According to FAA records, the airline transport pilot reported using lisinopril, rosuvastatin, and ezetimibe. Lisinopril is a blood pressure medication marked under a number of names including Zestril. Rosuvastatin and ezetimibe are cholesterol lowering medications marketed as Crestor and Zetia respectively. The pilot reported high blood pressure and elevated lipids treated with the aforementioned medications. Acetaminophen is a pain reliever marked under many names including Tylenol.
Rear Seat Pilot
The Pierce County Coroner conducted an autopsy on the rear seat pilot on June 5, 2014. The medical examiner determined that the cause of death was "multiple blunt force injuries."

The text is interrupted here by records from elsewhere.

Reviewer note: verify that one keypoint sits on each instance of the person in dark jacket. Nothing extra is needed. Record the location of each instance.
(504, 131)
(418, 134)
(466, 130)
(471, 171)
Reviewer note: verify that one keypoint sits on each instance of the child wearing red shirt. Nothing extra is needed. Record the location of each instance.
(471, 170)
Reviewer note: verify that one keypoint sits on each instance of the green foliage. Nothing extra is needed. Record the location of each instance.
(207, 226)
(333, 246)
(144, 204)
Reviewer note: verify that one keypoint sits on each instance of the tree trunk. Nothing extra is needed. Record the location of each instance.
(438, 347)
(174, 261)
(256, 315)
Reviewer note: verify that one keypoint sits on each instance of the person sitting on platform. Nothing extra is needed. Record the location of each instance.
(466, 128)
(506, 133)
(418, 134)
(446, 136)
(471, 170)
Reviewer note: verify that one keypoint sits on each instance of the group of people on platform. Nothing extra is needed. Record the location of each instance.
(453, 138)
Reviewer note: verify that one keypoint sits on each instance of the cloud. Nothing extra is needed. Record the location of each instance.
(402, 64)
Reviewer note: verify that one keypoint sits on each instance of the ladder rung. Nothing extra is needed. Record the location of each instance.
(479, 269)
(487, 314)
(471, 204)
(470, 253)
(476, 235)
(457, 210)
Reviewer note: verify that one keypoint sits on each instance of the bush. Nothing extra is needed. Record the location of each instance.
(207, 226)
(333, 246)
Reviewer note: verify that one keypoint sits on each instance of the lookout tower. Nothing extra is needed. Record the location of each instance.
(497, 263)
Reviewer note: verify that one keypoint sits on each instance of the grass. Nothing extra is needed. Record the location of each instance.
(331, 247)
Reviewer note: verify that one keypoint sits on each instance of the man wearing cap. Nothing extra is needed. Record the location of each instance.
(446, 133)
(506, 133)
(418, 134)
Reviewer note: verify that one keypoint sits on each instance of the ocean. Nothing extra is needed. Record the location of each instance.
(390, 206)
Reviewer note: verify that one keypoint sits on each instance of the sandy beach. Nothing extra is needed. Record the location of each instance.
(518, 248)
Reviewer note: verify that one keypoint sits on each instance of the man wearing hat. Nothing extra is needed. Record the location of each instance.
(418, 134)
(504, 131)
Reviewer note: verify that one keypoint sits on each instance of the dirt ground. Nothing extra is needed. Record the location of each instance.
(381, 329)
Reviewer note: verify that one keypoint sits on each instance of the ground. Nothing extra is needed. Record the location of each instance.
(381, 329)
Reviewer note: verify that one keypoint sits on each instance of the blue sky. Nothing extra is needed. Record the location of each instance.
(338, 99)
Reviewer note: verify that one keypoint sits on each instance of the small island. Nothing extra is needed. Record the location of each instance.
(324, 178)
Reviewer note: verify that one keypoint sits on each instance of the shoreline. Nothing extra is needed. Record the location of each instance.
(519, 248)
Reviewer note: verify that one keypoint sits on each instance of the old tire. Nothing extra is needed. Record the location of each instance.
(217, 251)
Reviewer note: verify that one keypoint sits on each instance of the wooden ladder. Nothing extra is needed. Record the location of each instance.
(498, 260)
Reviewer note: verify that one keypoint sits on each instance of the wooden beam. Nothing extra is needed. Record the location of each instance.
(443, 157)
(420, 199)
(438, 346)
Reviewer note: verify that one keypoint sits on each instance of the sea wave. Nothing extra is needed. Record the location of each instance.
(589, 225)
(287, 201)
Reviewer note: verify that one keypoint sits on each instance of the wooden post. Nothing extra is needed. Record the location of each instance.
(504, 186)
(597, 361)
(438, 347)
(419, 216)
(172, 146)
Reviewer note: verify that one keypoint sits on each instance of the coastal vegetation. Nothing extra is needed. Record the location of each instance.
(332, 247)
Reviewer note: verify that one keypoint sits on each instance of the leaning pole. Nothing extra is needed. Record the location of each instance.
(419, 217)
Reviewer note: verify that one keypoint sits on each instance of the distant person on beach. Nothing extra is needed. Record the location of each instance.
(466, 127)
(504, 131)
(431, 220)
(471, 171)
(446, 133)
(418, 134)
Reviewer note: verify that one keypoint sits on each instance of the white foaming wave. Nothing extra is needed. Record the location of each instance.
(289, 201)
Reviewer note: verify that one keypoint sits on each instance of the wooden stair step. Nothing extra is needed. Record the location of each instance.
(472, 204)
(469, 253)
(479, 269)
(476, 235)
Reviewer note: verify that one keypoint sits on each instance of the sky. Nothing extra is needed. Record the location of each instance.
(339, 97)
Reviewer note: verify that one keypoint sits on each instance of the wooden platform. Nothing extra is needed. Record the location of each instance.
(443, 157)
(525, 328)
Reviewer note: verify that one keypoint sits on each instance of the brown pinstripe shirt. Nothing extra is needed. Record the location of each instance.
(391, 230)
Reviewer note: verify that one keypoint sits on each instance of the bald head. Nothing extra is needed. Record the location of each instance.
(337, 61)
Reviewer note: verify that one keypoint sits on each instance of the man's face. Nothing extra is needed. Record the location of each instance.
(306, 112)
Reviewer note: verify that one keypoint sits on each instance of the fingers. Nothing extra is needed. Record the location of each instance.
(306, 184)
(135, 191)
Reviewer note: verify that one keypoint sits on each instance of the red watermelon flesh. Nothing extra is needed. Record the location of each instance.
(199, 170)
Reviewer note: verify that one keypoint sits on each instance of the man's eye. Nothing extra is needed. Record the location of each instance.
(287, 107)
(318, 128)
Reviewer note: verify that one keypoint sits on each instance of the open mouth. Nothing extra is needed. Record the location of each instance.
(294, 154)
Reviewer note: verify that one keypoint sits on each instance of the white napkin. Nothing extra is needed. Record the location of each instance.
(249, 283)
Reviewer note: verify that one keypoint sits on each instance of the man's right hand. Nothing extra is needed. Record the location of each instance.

CAMI, performed toxicology tests on the rear seat pilot. According to CAMI's report, carbon monoxide, cyanide, volatiles, and drugs were tested, and had positive results for unspecified amounts of desmethylsertraline detected in urine and blood (heart), unspecified amounts of salicylate detected in urine, 0.203 ug/ml sertraline detected in blood (heart), and unspecified amounts of sertraline detected in urine.
Review of FAA records, the airline transport pilot rated passenger reported using simvastatin, a cholesterol lowering medications marketed as Zocor. He reported a history of a retained kidney stone that was reported to be non-operative and stable. According to an interview with the pilot's wife by the NTSB IIC, the passenger had started taking an antidepressant about 2 months prior to the accident, and on the day of the accident he appeared "pretty happy."
According to the Pierce County Medical Examiner autopsy report, the cardiovascular exam identified a 310-gram heart; the average weight for the heart of a man his weight is 317 grams (range 240-419 grams). The report identifies multifocal calcified atherosclerosis greater than 50 percent in each of the three main coronary vessels, with 80 percent occlusion middle aspect of the left anterior descending artery. The report noted that the heart muscle was without evidence of a new or old infarct.
Salicylate is the primary metabolite of aspirin, a pain reliever also used to prevent heart attacks in people who have had a heart attack in the past. Sertraline is an antidepressant also marketed as Zoloft.